Trois ans plus tard, celui qui est aussi président du Rassemblement démocratique du peuple camerounais (RDPC), le parti au pouvoir, annonce son intention de modifier la Constitution du pays, qui limite alors le mandat présidentiel à deux exercices.
Les organisations non-gouvernementales dénoncent une restriction des libertés fondamentales et les partis d’opposition grondent sans pouvoir se faire entendre.
Des adversaires inaudibles
Si Paul Biya semble peu présent sur l’arène politique depuis qu’il a pris le pouvoir il y a 29 ans, ses nombreux opposants peinent cependant à occuper le terrain.
Après le fol espoir suscité par le vent de libéralisation des années 90, «ils se sont lentement englués dans des luttes internes à leurs partis et dans des revendications purement électoralistes», estime l’éditorialiste d’un quotidien basé à Yaoundé.
Ils se seraient aussi «perdus en conjectures sur la santé du président, ses voyages à l’étranger et sur les soupçons de corruption», estime un autre journaliste camerounais.
La prochaine élection présidentielle, prévue en principe au mois d’octobre 2011, ne suscite pas beaucoup l’intérêt des populations.
Les Camerounais ne se font pas d’illusions quant à la réélection de Paul Biya, même si ce dernier n’a pas encore annoncé sa candidature.
De plus, ils peinent à voir émerger une offre d’alternance crédible. Le SDF, le parti de son adversaire légendaire Fru Ndi, ne pèse plus grand-chose, malgré le groupe parlementaire qu’il a réussi à former à l’Assemblée.
Et on peut s’interroger sur le poids réel de Pierre Mila Assouté, exilé en France, ex-député du parti au pouvoir, devenu depuis l’un de ses opposants les plus médiatiques, et que certains voient comme un possible challenger de Biya lors de la prochaine présidentielle. Venant Mboua Massock, l’initiateur des «villes mortes» de 1991 ne constitue plus réellement une menace pour le régime.
Même l’opposante Edith Kah Walla, transfuge du SDF et aujourd’hui leader du parti Cameroun O Boso, vient d’annoncer sa candidature à la présidentielle. Mais la ligne dure qu’elle incarne peine à convaincre.
Les observateurs s’accordent à dire que Paul Biya, gr'ce à la patience et à la discrétion qui le caractérisent, a réussi à museler l’opposition. D’abord en encourageant la création de nombreux partis, ensuite en leur tendant le piège de la «mangeoire».

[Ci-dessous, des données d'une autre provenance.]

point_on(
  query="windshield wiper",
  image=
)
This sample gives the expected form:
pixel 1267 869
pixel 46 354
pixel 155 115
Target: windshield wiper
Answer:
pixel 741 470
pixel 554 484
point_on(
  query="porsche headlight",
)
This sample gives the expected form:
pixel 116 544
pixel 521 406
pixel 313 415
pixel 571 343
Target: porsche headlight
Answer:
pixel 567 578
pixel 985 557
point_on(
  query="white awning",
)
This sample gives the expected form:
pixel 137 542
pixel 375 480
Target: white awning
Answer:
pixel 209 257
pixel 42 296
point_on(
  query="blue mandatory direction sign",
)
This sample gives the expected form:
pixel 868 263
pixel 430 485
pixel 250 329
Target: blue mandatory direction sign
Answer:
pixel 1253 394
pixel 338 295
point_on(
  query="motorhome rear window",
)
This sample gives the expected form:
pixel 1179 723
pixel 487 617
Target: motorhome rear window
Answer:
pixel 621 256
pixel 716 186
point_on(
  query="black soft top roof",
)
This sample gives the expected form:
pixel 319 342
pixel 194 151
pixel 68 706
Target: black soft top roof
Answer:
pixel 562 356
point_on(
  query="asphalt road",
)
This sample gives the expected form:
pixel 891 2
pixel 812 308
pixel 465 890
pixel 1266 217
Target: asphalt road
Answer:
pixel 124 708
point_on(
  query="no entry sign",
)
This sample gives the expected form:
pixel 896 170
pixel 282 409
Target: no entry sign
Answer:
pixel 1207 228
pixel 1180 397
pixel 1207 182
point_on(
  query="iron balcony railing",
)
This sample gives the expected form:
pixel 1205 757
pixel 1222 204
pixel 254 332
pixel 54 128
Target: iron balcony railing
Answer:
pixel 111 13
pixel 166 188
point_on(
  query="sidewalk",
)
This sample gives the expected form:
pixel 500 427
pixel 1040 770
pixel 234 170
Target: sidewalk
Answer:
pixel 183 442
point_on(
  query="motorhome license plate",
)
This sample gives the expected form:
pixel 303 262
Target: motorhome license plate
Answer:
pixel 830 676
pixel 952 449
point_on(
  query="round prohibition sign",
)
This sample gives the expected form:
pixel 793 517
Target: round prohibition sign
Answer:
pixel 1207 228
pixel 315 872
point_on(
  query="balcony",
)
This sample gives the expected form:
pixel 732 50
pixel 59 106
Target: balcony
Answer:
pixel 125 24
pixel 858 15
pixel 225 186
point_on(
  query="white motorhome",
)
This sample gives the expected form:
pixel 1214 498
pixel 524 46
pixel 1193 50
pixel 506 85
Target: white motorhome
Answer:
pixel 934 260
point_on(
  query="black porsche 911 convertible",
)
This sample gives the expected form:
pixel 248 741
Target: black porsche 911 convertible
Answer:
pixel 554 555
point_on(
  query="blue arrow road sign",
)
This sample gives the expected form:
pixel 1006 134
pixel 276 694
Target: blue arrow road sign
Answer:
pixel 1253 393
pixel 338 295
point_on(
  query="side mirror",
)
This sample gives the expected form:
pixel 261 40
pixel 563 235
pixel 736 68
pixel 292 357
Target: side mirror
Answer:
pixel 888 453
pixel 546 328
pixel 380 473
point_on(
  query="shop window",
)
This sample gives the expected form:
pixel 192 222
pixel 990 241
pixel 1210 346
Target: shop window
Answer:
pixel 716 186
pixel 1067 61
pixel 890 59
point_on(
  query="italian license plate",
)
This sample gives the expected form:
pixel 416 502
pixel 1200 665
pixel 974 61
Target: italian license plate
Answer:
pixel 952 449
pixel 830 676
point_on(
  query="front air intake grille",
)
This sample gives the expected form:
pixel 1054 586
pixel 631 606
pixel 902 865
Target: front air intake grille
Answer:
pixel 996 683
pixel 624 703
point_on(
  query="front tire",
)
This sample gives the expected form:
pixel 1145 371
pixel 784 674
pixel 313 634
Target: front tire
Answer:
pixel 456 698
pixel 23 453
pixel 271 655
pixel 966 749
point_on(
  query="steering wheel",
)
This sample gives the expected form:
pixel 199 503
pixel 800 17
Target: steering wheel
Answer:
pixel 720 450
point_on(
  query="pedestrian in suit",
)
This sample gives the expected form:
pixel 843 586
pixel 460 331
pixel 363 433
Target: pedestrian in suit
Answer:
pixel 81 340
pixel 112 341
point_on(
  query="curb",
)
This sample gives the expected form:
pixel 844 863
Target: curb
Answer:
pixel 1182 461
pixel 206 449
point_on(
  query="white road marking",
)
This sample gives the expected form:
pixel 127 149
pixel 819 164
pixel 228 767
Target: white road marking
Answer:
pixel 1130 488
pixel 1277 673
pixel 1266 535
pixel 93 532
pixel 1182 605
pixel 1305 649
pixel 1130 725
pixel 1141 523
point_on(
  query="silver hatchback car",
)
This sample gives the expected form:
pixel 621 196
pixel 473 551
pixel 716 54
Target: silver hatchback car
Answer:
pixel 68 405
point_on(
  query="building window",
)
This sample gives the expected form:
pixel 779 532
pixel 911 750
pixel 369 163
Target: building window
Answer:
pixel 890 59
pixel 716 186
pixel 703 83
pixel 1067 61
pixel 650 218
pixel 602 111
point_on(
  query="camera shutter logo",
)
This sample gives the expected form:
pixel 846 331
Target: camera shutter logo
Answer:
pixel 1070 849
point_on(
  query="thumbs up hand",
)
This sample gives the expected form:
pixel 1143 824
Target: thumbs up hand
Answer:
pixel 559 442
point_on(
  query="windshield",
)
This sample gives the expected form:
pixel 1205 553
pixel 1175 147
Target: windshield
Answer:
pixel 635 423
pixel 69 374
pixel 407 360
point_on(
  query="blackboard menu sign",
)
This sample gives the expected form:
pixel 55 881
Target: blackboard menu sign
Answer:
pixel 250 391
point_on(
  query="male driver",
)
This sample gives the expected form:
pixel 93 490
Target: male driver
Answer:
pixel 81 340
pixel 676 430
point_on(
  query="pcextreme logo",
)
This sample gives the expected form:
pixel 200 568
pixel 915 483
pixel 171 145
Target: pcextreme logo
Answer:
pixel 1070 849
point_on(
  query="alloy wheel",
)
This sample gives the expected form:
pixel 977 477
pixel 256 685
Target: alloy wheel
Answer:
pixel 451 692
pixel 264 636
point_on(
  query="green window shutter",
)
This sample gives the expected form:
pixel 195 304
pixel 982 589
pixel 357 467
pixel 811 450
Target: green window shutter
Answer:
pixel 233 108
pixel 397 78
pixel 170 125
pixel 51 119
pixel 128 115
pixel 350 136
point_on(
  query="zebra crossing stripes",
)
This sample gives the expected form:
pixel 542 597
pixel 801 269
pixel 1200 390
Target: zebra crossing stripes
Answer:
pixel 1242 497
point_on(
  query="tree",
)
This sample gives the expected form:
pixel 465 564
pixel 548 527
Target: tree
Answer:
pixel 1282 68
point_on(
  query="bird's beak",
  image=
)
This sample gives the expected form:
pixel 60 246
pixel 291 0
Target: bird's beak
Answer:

En 2000, il a en effet fait voter une loi sur le financement public des partis politiques. Au Cameroun, d’après cette loi, «les partis politiques légalement reconnus peuvent bénéficier du financement public dans le cadre de leurs missions d’expression des suffrages. Le financement public concerne aussi bien les dépenses couvrant les activités permanentes des partis politiques que celles consacrées à l’organisation des campagnes électorales». Un vrai guet-apens, puisque la vingtaine de formations politiques de l’opposition se disputent aujourd’hui une manne de 1,5 milliard de francs CFA (2,3 millions d’euros).
D’où les dissensions actuelles quant à une candidature unique de l’opposition à la prochaine échéance électorale.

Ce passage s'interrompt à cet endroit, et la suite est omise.